Change is rocking the advertising world and creatives with old-world skills like digital are out on the street. The smart money is on Whacky Arm-Flailing Inflatable Tube Men.

Such was the theme last week, at Austin’s prestigious “South-By-South-WHACKY -ARM-FLAILING-INFLATABLE-TUBE-MEN Conference” where futurists crowded Sixth Street for a first look the next advancements in Inflatable Whacky Technology.

“Just look at the godamned thing!” observed retailer Joel Davis. “Don’t you SEE what it’s telling customers?
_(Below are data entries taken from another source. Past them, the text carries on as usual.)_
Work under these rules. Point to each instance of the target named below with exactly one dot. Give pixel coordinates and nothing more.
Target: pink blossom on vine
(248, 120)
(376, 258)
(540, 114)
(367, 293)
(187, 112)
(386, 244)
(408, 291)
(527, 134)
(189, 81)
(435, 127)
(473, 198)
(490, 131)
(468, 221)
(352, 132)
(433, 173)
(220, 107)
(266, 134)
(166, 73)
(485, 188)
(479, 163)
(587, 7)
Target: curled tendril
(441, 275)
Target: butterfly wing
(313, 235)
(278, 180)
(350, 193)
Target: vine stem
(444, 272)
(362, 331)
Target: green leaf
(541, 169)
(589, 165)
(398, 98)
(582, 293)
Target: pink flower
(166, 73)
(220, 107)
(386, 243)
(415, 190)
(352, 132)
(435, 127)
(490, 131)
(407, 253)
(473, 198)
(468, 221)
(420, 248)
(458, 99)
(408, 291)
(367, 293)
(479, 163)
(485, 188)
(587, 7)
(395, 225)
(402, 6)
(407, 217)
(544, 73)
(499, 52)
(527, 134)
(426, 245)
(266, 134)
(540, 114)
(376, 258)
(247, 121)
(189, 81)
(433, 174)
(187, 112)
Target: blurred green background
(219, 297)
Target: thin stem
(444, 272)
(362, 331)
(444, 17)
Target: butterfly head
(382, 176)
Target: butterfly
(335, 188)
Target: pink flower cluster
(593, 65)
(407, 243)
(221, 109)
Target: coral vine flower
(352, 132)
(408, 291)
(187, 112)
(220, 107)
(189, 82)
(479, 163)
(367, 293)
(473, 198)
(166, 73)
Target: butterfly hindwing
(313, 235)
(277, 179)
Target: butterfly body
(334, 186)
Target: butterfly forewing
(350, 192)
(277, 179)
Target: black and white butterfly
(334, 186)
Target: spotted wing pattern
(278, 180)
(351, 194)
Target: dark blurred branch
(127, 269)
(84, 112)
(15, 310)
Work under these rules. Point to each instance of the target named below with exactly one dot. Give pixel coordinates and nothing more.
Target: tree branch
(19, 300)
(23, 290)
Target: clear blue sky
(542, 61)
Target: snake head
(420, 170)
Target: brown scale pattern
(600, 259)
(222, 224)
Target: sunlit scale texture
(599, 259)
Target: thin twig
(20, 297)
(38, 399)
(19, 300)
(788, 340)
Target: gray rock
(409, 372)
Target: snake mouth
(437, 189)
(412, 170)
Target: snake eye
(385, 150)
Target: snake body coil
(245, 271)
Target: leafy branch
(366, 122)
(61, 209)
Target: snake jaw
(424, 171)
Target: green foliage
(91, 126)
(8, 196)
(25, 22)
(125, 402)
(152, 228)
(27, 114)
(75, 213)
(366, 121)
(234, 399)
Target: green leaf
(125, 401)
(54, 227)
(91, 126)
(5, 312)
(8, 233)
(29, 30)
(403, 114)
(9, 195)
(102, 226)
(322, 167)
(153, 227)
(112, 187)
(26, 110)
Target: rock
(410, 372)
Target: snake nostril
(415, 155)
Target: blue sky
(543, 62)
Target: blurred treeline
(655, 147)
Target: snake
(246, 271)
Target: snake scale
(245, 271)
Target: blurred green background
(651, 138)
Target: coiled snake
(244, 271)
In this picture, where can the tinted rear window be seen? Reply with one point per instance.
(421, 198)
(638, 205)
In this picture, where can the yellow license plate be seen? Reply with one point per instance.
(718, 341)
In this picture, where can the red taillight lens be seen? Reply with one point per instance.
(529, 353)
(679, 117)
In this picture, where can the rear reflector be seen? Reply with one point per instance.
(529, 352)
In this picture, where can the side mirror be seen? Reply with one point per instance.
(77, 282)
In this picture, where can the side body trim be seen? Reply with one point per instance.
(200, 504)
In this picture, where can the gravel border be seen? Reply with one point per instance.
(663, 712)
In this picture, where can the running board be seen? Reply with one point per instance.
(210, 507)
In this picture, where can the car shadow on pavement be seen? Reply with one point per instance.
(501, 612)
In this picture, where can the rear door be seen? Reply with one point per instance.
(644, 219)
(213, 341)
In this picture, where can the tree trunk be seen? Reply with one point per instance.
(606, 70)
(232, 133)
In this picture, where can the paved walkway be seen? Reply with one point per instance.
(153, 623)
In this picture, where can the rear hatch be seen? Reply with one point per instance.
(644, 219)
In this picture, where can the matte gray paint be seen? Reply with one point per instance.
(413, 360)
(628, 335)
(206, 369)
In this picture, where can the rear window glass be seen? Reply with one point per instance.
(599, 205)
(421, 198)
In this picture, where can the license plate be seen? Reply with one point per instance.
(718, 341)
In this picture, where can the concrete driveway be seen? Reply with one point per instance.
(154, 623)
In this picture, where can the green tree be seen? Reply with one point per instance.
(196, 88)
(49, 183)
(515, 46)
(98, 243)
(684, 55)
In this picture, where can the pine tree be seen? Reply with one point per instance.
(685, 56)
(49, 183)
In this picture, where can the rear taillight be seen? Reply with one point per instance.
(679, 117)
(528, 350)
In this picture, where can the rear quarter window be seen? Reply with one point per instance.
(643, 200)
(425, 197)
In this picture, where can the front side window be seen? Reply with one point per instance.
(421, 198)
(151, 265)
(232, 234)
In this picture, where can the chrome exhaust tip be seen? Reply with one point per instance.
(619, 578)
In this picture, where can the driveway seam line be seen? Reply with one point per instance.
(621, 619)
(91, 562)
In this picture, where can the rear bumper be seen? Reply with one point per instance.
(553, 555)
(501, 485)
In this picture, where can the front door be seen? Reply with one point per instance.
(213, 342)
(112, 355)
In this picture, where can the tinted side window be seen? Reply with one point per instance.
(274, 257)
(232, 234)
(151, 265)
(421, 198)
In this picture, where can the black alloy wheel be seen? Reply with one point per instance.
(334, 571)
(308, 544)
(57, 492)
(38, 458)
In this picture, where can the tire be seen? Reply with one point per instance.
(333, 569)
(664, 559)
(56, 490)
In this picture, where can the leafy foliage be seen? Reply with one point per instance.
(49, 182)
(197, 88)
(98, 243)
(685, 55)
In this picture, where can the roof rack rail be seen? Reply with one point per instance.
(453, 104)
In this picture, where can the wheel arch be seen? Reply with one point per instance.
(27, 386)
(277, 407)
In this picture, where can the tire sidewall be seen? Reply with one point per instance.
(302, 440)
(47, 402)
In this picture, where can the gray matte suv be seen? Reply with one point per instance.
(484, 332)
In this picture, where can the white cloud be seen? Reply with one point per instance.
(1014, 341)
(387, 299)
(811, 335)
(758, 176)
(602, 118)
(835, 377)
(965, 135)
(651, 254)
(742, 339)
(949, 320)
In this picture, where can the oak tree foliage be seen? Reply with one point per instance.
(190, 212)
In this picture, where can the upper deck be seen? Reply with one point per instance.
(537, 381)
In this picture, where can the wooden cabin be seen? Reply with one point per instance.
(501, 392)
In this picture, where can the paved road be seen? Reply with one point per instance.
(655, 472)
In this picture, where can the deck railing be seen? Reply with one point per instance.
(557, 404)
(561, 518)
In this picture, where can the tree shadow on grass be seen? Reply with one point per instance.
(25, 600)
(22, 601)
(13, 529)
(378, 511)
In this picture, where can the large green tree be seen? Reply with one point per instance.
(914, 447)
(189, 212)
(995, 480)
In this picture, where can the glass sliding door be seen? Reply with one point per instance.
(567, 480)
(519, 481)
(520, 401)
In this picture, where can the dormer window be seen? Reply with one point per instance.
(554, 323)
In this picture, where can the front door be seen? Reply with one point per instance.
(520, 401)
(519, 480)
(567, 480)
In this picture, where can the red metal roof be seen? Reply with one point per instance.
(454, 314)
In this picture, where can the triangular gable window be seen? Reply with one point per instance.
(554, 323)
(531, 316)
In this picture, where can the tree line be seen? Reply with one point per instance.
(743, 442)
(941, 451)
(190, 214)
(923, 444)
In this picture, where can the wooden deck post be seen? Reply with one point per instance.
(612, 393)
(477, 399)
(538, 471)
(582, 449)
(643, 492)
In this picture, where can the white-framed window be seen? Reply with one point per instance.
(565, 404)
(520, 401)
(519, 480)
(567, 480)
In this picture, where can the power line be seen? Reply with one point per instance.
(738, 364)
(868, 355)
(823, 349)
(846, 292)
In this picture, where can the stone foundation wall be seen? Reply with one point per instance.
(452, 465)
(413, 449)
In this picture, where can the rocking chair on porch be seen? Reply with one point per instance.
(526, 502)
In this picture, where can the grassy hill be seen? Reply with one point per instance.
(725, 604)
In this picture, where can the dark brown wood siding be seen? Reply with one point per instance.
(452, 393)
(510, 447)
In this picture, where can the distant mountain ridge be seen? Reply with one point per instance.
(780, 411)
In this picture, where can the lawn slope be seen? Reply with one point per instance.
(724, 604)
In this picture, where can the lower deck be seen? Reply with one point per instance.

It’s saying…. ‘Hey, look, I’m flappin’, I’m…..uh-oh,….I’m tippin’ back ….I’m tippin’ further back!…..and now…..I’m standin’ up again!’”

Its hypnotic undulations coupled with the wallet-emptying power of the flailing arms is so powerful, in fact, that some pundits worry about the misuse of the Whacky Inflatable Tube Man technology.

Said one, “Can you imagine a drug dealer putting one of these babies up? Dude, if I see you’ve put one up …. I don’t care how boarded up your house is, I don’t care how saggy your front porch is, I want a deal on some crack and I’m’a comin’ in.

From his think tank on K Street in D.C., Mike Lear worries that even elections could be swung, … could be swung to the left, …. even more to the left…..whoaaaaa…and then watch out! back to the right….all based on the persuasive power of these mesmerizing Rasputin-like retail juggernauts.

“But the genie’s out of the bottle now,” opines Lear. “It’s a power we’re just going to have to use responsibly. Obama may have harnessed the web. But if George W. Bush had used the power of Whacky Arm-Flailing Inflatable Tube Men? Who knows?

“And somehow, I think it would’ve been perfect for him.”